A new study released today indicates that businesses may be clueless about the breadth of the problem: While 15 percent of IT managers report that Web filter bypass tools are in use in their organizations, it turns out that these tools are actually in use in three out of four organizations, according to FaceTime Communications, which polled both IT managers and its own customers on the topic.
"In some cases, the perception is not reality," says Frank Cabri, vice president of marketing and product management for FaceTime, whose customers provided the actual usage data in the study. "This doesn't surprise us -- but the difference [in perception and reality] is dramatic."
Anonymous Web proxies, also known as proxy servers, anonymizers, and shadow-surfing tools, basically pass user Web traffic via other servers to get around an organization's Web filters. These tools come in various forms, but the most popular are Web proxy sites, such as Proxyatwork.com, which let users reach banned sites from work, whether it's gambling, social networks, or adult content. They also come in desktop applications, such as Circumventor, that let users browse silently and anonymously over nontraditional browsing ports, hiding their IP addresses and other identifiable information.
Other bypass tools include online communities, such as TOR and Hopster, where users make their PCs available for use as proxies in support of freedom of communication over the Net, Cabri notes.
"It's impossible for an organization to block access to all those sites, which are growing by large numbers each day," he says.
Unauthorized Web proxy usage is nothing new to academia. In a recent survey of schoolchildren by SmoothWall, 55 percent of students said they had seen another student go on an adult Website at school, while 49 percent of 13- to 17-year-olds said they had accessed blocked Websites from school.
But security experts say enterprise users are increasingly masking their Web traffic comings and goings with anonymizer and proxy technology more than many companies realize. This is, in part, due to a generation of young workers graduating into the "real" world of the office who are accustomed to freely accessing social networks and other real-time communications media that may be banned in a business setting, or who have experience using proxies.

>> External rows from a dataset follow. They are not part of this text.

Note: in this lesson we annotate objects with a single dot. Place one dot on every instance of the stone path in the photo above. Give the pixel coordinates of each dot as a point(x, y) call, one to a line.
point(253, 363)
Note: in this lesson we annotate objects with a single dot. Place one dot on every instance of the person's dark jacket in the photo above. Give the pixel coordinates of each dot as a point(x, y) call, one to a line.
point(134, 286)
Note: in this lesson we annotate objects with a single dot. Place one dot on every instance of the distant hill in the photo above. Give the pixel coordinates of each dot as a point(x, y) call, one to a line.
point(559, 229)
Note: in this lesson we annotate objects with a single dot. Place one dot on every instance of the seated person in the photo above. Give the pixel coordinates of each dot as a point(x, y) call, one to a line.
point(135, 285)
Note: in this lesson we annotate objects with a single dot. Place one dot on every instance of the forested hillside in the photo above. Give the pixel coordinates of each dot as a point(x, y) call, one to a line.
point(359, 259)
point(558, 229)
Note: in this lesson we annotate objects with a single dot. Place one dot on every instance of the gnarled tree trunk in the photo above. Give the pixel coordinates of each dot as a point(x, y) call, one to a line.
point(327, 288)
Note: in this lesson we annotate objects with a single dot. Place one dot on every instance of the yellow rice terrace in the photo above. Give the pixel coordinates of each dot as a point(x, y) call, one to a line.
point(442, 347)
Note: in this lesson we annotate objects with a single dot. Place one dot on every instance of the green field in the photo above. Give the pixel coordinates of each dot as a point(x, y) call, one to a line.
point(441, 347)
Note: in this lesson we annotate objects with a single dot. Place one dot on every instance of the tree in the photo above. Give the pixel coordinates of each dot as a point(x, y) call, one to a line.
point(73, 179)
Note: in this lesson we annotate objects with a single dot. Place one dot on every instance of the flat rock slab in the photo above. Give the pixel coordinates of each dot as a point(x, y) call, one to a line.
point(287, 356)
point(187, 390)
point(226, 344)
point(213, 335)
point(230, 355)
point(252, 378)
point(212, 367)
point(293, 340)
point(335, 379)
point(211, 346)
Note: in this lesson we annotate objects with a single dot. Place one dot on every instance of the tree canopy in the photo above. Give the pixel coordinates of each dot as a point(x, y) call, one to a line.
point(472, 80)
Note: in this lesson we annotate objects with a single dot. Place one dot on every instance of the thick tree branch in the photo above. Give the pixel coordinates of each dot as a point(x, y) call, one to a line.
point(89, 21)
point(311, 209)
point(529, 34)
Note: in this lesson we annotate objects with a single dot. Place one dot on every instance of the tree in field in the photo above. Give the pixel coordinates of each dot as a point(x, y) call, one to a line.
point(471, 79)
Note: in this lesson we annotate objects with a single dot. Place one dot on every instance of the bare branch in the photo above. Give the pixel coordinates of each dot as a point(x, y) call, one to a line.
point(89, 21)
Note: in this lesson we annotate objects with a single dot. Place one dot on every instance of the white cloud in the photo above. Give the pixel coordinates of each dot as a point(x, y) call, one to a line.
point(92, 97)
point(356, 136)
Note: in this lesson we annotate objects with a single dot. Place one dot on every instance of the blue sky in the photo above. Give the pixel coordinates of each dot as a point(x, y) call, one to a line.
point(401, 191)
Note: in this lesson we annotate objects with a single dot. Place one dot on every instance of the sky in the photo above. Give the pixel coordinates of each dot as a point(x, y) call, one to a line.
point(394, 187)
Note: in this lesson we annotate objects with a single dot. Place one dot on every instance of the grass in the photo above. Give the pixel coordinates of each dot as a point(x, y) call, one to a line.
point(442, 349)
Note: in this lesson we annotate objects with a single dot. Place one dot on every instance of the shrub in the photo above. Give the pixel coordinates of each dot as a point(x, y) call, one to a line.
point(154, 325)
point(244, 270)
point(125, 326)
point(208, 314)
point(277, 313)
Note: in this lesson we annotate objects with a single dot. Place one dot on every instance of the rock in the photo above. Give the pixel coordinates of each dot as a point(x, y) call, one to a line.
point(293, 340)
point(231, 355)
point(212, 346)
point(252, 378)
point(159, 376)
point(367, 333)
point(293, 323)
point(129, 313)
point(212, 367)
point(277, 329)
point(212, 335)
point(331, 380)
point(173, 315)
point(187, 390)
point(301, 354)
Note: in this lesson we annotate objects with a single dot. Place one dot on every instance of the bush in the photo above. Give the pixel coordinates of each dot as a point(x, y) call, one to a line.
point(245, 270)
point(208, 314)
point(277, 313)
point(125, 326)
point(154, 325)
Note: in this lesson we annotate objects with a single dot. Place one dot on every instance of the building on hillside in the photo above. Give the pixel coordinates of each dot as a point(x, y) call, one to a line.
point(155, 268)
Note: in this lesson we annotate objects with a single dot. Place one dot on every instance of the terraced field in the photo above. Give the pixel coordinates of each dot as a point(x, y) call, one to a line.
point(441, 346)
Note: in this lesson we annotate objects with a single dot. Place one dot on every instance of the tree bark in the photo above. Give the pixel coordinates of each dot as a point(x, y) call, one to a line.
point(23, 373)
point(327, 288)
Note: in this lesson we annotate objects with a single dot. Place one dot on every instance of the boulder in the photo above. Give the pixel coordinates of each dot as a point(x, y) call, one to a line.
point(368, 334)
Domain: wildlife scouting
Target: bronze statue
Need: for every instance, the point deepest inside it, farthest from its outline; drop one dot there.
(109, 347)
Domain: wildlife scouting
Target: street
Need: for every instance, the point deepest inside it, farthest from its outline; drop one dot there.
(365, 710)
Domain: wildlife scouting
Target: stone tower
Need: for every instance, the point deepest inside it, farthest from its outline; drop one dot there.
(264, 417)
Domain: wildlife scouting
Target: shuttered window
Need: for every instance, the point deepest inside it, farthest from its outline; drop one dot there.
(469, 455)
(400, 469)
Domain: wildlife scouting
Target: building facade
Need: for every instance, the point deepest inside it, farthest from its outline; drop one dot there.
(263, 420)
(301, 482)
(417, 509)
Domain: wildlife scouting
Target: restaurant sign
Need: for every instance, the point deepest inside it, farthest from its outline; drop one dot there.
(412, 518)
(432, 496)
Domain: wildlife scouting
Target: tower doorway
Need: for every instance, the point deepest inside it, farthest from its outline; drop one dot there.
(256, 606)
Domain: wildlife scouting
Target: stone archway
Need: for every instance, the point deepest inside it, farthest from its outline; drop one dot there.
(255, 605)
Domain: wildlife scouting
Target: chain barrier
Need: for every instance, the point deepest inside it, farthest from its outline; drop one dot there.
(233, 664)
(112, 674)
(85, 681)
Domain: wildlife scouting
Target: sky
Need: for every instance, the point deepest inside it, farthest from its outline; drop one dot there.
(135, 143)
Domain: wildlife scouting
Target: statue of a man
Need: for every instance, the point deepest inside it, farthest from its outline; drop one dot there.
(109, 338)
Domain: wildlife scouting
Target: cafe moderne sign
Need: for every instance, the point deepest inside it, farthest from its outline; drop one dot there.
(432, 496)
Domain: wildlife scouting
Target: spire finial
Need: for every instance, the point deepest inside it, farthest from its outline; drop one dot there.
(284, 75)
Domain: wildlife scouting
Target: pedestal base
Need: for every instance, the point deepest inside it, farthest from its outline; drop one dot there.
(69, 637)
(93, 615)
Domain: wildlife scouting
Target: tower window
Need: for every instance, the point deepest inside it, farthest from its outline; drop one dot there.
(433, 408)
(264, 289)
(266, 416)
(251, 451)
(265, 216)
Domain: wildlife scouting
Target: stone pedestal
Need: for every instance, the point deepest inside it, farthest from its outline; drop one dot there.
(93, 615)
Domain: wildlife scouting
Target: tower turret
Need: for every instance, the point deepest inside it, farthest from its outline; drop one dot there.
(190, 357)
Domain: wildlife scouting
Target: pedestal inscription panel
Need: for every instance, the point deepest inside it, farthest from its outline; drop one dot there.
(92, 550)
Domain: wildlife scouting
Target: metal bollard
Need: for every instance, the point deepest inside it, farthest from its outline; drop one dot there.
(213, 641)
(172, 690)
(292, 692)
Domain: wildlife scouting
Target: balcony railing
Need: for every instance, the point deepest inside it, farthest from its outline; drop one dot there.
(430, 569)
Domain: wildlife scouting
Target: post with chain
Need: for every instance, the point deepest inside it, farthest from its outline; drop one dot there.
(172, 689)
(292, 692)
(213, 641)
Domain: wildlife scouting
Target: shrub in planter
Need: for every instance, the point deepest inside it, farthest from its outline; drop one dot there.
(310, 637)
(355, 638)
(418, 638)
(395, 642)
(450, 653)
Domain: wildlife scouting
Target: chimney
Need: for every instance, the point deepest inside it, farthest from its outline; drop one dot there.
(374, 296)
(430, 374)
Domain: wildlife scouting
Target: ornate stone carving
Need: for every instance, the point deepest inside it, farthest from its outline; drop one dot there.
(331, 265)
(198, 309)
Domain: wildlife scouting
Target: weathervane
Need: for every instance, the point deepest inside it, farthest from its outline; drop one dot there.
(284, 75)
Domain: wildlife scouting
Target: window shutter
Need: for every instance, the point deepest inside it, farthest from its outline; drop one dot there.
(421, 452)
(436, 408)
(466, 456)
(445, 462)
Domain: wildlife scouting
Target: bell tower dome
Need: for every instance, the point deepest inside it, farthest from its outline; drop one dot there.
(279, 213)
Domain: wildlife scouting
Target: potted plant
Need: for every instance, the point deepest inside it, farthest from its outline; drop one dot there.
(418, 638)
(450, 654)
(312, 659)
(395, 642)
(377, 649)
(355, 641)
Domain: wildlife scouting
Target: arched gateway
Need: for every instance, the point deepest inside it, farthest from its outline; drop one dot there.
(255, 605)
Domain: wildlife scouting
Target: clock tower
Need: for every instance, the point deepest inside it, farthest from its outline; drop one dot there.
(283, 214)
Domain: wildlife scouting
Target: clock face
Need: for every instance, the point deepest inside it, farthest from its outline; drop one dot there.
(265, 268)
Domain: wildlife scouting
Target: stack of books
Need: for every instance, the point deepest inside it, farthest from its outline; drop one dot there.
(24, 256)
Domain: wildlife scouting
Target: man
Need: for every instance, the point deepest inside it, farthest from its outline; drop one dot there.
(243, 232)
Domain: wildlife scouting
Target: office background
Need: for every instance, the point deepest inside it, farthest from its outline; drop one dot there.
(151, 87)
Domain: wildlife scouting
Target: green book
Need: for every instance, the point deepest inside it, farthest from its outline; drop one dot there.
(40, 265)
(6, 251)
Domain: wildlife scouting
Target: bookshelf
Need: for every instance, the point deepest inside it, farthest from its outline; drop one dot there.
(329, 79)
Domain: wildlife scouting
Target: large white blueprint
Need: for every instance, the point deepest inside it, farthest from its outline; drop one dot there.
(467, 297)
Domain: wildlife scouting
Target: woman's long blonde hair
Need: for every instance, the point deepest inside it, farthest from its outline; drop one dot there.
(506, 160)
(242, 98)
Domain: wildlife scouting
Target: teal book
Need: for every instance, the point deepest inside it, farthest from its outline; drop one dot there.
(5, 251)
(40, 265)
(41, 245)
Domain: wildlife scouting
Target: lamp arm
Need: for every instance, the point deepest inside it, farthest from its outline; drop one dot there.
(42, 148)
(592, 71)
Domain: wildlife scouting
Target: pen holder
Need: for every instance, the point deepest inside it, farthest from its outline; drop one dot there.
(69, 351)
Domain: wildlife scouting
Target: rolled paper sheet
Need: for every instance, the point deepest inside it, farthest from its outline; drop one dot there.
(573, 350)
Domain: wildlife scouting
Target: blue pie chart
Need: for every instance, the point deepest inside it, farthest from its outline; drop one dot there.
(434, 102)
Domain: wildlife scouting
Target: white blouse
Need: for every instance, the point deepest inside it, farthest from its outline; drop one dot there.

Sophos says about 58 percent of the organizations it helps block access to these Web proxies are colleges or school systems, and 42 percent are from the business world -- mostly in media/broadcasting, public services, hospitals, and law firms. "Although most of the institutions we have encountered who are suffering from abuse of Web anonymizing proxies are educational establishments, a higher number than we expected are corporations," says Graham Cluley, senior technology consultant for Sophos. "So although schools and colleges may have more users trying to avoid their Web filtering solutions, it definitely is a problem in business, too."
And the number of Web anonymizer/proxy tools has grown rapidly, tripling over the past two years, says FaceTime's Cabri. The trouble for businesses, of course, is the potential for silent malware infections, data leakage, and legal problems. "They don't know what's going on with the apps users are accessing with those proxies," he says.
And bypassing a Web filter typically means the traffic is bypassing anti-malware gateways, as well, notes Tom Newton, product manager for SmoothWall. Not knowing the risks your users are taking or where they are picking up potential infections leaves the organization wide open to attack, too. "The whole point of the tool is that it's untraceable," he says. For an organization to detect this unauthorized Web behavior is "a lot about having some oversight on what's going on in the network," he says.
Stewart Allen, a Toronto-based independent consultant, says enterprise use of proxies isn't necessarily increasing -- it's just an ongoing problem. For the most part, bypassing filters isn't overly difficult: Less-technical users can Google to find anonymizers or proxy services, while more sophisticated users can set up a "jump station" in their homes that they can use from work to go out to the Web unrestricted, he says.
But users who go to these lengths to bypass security don't want to get caught, so they are typically not easy to find. "The people who know how to get around Web proxies also know how to get around almost any other type of security," says Robert "RSnake" Hansen, founder of SecTheory.